[Basta-users] Kullback-Leibler divergence interpretation
Jelle Boonekamp
jjboonekamp at gmail.com
Fri Feb 15 15:14:40 CET 2013
Hi Fernando,
Thank you very much for your answer, it is indeed very helpful to me. In the r-script attached you can see how I calculated the amount of overlap (for two randomly generated distributions in this example). When the means and standard deviations are identical, the overlap calculated is about 1, which gives me confidence in this method. I made an error yesterday in calculating the amount of overlap for the posterior distributions of b0 and b1 with the KLDC's of 0.88 and 0.99. In fact they where p=0.40 and p=0.15, respectively. I must be doing something wrong, because clearly a KLDC=0.99 cannot describe divergence of two distributions with 15% overlap, right?

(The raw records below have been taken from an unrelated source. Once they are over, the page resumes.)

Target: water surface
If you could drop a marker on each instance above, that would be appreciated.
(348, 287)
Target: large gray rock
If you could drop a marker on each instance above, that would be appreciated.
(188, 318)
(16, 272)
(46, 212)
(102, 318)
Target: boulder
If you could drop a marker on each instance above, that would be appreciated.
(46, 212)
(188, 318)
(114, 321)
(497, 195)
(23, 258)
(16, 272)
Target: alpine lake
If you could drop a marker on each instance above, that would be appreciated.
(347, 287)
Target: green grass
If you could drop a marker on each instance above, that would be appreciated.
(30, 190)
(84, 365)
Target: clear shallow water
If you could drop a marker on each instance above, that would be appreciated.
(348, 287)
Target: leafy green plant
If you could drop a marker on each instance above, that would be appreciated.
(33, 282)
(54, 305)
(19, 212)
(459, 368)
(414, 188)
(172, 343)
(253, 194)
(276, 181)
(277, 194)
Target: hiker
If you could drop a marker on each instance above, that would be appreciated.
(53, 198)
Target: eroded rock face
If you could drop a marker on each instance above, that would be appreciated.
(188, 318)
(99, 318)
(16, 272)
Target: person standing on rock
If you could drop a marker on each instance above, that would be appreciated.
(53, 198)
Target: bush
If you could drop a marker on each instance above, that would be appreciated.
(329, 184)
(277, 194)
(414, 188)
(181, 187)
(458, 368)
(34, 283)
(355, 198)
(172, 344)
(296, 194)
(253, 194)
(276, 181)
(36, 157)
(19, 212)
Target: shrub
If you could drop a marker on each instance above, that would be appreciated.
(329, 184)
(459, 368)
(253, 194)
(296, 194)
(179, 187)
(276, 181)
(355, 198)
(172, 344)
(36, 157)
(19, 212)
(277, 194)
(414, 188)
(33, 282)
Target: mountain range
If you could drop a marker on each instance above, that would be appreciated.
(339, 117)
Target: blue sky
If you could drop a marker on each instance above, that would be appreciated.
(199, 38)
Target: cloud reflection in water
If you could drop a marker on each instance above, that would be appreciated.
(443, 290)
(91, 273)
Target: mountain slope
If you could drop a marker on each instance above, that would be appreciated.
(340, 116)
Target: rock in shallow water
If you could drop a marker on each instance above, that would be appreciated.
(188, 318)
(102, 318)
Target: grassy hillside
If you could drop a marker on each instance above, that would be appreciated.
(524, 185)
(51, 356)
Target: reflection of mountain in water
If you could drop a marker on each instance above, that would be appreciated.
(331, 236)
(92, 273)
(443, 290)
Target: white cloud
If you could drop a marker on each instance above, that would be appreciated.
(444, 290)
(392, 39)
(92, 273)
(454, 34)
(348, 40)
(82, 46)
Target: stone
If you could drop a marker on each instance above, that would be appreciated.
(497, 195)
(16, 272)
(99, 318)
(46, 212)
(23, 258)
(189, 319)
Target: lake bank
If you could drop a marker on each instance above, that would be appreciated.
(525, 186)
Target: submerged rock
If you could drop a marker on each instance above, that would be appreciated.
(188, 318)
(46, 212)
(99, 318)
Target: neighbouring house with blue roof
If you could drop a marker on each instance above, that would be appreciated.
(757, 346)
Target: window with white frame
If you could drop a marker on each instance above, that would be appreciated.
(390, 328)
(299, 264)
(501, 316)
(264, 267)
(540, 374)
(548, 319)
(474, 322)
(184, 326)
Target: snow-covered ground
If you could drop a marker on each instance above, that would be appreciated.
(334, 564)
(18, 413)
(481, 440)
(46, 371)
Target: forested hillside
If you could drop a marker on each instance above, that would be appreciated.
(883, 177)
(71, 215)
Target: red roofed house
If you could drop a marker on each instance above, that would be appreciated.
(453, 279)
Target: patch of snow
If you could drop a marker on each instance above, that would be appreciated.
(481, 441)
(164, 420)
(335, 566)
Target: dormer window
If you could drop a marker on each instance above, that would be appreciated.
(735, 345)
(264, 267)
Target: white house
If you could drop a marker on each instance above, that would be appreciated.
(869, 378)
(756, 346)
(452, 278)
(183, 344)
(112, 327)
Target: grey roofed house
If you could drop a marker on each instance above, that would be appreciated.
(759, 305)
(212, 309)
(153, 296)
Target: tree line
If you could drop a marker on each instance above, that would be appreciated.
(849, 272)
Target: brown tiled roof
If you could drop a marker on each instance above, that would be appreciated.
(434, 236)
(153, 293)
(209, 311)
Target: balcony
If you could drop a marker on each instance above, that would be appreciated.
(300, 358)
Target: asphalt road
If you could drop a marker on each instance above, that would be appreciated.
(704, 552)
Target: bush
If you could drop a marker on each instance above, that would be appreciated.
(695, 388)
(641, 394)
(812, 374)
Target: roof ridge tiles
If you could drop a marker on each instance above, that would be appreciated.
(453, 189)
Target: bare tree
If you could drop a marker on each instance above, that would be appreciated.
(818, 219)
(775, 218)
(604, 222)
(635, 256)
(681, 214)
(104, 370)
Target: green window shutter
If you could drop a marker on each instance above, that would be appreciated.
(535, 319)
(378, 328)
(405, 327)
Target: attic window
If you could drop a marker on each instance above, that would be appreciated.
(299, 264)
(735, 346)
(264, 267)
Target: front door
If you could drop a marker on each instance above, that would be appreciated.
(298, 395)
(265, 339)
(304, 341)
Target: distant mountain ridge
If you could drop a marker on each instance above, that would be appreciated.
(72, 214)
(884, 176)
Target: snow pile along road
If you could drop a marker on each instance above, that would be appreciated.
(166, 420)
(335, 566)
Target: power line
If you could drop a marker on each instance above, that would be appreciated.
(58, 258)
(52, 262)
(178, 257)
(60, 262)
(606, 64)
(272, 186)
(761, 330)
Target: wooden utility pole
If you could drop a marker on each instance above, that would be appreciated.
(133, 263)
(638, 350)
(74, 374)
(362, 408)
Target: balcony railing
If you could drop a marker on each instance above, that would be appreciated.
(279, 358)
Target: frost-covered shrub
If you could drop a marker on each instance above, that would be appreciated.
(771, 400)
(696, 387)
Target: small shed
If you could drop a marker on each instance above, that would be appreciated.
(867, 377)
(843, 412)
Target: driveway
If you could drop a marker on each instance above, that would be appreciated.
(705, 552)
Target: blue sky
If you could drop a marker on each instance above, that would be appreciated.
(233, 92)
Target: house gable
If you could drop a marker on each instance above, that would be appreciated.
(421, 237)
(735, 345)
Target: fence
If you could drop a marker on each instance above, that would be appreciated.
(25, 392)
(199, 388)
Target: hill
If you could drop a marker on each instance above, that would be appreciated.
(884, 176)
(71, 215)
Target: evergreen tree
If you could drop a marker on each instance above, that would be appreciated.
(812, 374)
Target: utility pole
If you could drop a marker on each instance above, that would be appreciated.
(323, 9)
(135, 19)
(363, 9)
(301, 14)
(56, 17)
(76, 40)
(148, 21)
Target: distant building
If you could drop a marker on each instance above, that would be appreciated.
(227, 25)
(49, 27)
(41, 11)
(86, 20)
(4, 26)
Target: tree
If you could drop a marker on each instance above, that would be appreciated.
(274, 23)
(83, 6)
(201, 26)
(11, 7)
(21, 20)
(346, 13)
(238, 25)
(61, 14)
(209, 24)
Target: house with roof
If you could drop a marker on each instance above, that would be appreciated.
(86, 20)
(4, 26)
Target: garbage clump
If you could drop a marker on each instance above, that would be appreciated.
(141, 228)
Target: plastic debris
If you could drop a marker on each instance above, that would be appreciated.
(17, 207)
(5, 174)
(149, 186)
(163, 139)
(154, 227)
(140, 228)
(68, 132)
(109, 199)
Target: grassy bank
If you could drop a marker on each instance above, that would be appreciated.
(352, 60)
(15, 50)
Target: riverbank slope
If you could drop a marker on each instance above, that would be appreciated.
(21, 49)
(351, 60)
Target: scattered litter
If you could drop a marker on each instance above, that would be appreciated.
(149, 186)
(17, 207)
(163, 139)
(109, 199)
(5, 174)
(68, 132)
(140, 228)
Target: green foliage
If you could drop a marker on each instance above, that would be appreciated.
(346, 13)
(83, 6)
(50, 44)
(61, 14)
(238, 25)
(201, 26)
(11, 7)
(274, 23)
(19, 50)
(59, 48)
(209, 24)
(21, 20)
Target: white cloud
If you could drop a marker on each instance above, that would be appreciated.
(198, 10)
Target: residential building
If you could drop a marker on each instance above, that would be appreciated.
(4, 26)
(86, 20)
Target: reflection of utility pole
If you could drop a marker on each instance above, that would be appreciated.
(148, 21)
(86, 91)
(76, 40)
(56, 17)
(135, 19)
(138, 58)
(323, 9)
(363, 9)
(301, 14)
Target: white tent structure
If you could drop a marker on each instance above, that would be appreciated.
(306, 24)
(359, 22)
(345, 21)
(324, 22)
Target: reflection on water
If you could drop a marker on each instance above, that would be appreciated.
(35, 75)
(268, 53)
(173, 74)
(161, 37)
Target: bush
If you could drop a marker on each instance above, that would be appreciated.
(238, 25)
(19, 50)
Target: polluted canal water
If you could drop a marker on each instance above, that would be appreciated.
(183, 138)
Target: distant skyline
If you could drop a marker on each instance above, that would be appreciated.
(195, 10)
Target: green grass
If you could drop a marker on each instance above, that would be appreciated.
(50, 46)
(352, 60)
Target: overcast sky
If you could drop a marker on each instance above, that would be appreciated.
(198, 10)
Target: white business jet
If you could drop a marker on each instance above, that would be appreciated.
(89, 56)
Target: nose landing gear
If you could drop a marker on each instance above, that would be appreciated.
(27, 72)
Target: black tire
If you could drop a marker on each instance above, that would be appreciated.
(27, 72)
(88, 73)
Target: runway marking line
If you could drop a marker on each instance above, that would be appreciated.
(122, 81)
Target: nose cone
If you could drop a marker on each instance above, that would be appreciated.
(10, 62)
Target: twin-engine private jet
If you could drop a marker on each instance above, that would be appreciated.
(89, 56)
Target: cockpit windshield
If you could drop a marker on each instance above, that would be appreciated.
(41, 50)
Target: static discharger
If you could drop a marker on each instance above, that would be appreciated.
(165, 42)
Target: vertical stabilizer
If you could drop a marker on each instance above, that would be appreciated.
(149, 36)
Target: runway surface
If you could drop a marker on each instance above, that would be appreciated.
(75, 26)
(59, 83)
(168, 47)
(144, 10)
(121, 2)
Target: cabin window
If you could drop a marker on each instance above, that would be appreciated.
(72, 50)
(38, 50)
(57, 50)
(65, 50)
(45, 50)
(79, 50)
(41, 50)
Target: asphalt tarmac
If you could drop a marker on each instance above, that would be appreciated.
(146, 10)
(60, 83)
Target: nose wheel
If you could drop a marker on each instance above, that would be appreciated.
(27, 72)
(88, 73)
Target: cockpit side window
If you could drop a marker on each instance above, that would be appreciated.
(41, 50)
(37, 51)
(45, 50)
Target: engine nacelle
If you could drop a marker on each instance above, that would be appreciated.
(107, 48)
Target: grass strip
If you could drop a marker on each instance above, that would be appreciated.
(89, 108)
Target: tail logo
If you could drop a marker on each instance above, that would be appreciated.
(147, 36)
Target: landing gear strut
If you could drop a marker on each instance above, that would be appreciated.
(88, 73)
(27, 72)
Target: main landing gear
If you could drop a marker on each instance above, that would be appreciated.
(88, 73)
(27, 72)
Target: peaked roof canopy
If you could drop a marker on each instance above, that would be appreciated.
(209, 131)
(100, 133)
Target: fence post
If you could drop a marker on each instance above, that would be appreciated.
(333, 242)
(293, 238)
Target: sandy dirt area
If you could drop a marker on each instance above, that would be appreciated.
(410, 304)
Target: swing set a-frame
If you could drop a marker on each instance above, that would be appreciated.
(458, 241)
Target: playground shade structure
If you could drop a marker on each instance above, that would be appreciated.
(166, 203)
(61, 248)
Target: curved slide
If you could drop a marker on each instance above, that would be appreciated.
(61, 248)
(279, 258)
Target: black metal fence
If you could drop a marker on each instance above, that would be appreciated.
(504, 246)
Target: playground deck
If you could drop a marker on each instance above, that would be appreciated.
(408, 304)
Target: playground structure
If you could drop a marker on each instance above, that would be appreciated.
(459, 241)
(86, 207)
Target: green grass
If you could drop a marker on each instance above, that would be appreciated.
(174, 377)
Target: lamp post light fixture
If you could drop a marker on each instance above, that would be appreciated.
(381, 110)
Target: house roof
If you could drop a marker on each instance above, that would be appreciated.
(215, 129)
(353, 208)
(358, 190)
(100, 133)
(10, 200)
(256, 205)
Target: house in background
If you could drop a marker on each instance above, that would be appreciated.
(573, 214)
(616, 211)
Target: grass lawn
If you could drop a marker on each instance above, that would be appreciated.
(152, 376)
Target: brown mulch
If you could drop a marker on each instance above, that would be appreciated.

Actually I am not so interested in a P-value or any hard boundary as such, but I would want to describe how likely the distributions with KLDC=0.99 are differing, and similar for the other two. Can I interpret these KLDC's as actual probabilities? For my data it is important because my treatment effect on b0 and b1 is in the opposite direction, i.e. baseline mort is lower in the group where the age-dependence on mort is stronger. This actually raises another question: when fitting Gompertz, b0 and b1 are not independent. I am interested in whether the treatment effect on b1 (age dependence on mort) is still there when I keep the b0 parameter fixed, lets say to the average of both groups. Can I do this in BaSTA?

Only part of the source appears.